March 18, 2014

Sammi Taylor

Dear Mr. Abbott,

Last week, you had the pleasure of meeting with a group of Year Nine students on the lawn of Parliament House. They interrogated questioned you about the issues they were passionate about and were patient to listen for your answers. The inquisitive and intellectual nature of these questions quite frankly, put the current press gallery to shame. In your chance meeting with this school group, a handful of 15 year olds managed not to jump around the bush and instead got straight to it—they were interested, and they wanted proper answers.

Q&A style, when one girl asked you about axing the Carbon Tax, you replied with “I know you’ll think this is sort of a boring politicians answer, but…”

Allow me to let you know exactly where you went wrong, Tony (and it’s not even the condescending tone you used to talk down to these young Australians.)

These Year Nines are actually interested in your “boring politicians answers”. Because they’re not boring at all. In fact, we “kids” actually care a lot about what you have to say. In case you forgot, you’re running the country. And your parliamentary decisions impact heavily upon the “kids” of today.

By assuming that youth aren’t at all interested in politics, you’re discouraging an entire generation of future voters and politicians. In 30 years, maybe one of those kids will be standing where you stand now. And they will remember how the leader of their country once treated them as if they were nothing but naive children.

When I was 15, I stayed up on school nights to watch Q&A and followed all of my favourite political commentators on twitter. When I was 16, I spent a week on the editorial floor of the Herald Sun on a student internship, watching intently as the journalists around me reacted to the first Labor spill of 2013. I was entranced by it all, and though the leadership of our country was ultimately falling to pieces (unfortunately finding its way into your hands) I couldn’t help but find it all so damn interesting. And now, at 17, I’m writing you a letter for an online blog to publish—about your political decisions.

Don’t assume that teenagers aren’t interested in politics, and don’t forget that in a few years time, we’re the ones with the power to determine whether you stick around for another term. Which, judging by the 50,000 people that rallied against you in last weekend’s March in March protests, doesn’t seem all too likely. Teenagers care about politics because we care about our country, and we don’t want to see it fall apart. We don’t want to be a part of a society that favours money over basic human rights, or the economy over equality. We want positive change, and somehow, I don’t think you’re going to give that to us.

Teenagers don’t really seem to like you. I mean, you oppose all the things that we’re passionate about (FYI: Marriage equality is not a “definitional” thing. C’mon Tony, even you could have come up with something better than that) and I’m sure one of the Year Nines you spoke to could have given you the dose of compassion that’s obviously needed in approach to the asylum seeker issue. Now I’m not suggesting you go A-là-Rudd and try to totally relate to the kids (no-one wants to see your instagram selfie of a shaving cut, Kev) but a little effort wouldn’t hurt. That means no more condescending lectures about “boring politicians” and no more avoiding the question. We want answers. Simple as that.

You shouldn’t be surprised at just how intelligent the youth of today are. We’d much prefer to discuss the plight of the asylum seekers on Manus Island than know about what footy team you barrack for. I’d sure love to ask about what you, as the Minister for Women, plan to do about the gender pay gap, glass ceiling and horrifically unbalanced state of female representation in your Cabinet. I would hope that you’d give me more of an eloquent response than “Let’s have a blokes question”.
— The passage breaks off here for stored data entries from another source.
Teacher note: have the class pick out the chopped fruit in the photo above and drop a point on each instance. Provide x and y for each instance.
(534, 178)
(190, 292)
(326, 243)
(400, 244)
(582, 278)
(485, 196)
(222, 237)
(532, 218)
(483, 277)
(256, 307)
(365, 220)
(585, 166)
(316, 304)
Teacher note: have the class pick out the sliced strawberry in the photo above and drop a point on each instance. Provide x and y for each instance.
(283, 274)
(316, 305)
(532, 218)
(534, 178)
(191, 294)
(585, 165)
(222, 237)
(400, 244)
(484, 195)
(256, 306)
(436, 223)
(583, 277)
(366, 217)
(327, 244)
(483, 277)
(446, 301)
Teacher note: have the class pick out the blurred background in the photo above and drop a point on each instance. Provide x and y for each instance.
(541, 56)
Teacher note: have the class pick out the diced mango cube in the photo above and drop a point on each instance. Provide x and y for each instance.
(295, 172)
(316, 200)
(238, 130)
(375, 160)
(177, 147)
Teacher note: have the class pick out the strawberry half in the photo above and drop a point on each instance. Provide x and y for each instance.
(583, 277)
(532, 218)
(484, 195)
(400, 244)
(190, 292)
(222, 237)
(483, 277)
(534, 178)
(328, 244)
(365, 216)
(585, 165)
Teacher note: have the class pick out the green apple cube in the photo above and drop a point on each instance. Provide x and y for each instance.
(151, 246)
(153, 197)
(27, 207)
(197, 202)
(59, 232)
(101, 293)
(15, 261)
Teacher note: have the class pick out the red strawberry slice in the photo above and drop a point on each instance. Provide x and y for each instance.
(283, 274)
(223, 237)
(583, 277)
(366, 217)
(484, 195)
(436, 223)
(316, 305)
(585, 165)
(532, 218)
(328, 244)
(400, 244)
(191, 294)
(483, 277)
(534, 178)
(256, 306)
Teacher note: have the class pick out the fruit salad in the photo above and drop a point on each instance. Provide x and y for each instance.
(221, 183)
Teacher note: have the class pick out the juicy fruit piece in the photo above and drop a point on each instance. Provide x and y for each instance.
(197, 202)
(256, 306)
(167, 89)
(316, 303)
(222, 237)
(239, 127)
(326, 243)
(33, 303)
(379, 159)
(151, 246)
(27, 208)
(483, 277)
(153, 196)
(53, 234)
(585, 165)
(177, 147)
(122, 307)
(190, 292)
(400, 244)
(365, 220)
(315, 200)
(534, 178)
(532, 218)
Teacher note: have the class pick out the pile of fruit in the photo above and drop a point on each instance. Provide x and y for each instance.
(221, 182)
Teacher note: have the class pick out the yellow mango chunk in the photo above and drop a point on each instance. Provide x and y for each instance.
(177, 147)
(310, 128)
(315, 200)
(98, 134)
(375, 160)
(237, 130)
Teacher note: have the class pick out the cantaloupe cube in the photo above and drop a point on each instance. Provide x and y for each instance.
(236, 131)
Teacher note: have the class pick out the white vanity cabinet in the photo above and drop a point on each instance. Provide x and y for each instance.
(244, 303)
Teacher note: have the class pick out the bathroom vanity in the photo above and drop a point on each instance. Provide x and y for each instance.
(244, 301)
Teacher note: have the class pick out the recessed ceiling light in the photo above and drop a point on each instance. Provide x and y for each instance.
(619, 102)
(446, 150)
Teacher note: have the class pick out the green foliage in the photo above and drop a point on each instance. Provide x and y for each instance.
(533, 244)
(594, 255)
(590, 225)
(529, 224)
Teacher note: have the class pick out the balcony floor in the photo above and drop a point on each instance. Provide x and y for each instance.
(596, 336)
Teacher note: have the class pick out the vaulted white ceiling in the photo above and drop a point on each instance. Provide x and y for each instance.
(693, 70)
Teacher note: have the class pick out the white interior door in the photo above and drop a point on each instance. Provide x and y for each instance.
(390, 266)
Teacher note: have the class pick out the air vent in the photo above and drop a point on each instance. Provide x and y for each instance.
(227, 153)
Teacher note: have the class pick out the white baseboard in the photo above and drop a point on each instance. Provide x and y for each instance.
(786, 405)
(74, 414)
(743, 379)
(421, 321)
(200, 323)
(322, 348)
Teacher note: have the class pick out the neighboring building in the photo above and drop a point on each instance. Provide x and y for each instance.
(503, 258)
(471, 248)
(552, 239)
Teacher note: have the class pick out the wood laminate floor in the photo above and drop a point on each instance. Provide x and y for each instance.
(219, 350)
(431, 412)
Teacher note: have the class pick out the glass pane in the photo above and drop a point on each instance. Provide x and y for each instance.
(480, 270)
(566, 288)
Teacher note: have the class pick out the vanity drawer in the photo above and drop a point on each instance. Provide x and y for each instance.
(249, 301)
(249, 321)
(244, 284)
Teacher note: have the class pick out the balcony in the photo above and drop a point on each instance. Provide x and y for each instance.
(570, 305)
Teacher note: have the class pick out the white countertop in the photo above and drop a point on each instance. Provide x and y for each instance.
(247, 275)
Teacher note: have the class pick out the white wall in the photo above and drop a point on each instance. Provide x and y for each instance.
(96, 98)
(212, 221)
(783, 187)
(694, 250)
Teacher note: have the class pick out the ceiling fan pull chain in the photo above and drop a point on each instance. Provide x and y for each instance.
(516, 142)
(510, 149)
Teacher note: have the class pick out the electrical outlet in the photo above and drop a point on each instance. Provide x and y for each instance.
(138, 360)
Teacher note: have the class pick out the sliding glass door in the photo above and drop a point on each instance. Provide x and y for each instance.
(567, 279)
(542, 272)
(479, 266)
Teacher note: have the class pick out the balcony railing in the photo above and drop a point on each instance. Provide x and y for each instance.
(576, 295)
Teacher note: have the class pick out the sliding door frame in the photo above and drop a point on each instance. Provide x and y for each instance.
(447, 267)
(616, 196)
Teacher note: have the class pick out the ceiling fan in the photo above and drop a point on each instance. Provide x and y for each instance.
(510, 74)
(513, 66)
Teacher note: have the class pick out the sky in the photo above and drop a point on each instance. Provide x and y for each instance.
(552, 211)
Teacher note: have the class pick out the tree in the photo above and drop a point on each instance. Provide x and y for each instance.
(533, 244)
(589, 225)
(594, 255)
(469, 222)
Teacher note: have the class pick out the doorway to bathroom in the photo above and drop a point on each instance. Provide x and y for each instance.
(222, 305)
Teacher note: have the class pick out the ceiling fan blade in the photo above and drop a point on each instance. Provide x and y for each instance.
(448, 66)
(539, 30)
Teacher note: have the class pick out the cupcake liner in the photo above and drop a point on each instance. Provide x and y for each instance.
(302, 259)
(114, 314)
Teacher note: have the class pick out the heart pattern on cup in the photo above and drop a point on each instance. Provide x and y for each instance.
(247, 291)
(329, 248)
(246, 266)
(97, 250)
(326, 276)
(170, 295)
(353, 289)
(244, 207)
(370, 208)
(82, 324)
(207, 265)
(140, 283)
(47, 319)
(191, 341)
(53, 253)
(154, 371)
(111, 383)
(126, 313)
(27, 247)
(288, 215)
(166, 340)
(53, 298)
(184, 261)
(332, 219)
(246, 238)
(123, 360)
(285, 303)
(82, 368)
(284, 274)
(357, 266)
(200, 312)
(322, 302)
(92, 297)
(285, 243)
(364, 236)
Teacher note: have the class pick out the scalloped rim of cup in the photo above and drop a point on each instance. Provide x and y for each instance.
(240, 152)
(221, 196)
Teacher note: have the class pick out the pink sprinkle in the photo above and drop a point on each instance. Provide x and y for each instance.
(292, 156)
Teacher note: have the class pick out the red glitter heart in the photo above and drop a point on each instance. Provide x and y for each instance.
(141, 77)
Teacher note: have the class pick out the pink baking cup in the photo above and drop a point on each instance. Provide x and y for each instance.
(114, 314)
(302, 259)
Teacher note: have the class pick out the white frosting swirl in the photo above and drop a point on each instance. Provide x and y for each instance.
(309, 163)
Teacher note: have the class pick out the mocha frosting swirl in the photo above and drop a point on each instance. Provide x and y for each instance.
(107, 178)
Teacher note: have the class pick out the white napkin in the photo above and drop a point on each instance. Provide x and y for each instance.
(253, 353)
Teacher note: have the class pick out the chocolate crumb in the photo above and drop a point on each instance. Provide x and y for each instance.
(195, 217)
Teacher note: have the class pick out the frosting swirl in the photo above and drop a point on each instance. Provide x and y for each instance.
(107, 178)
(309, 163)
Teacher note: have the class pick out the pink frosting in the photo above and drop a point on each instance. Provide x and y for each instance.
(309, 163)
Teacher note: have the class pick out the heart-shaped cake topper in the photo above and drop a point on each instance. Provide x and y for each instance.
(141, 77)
Of the 50,000 people who congregated on the streets to protest your policies and shout your name among many synonyms for the word ‘nasty’ last weekend, thousands of them were teenagers. They chanted for animal welfare, asylum seekers, foreign affairs, university cuts, marriage equality and anything else that was close to their heart. They care about politics. I care about politics. Don’t you dare discourage that.

And rather than joining the Liberal Party, as you so cordially suggested, I think I’ll just write about you instead. It’s far more fun.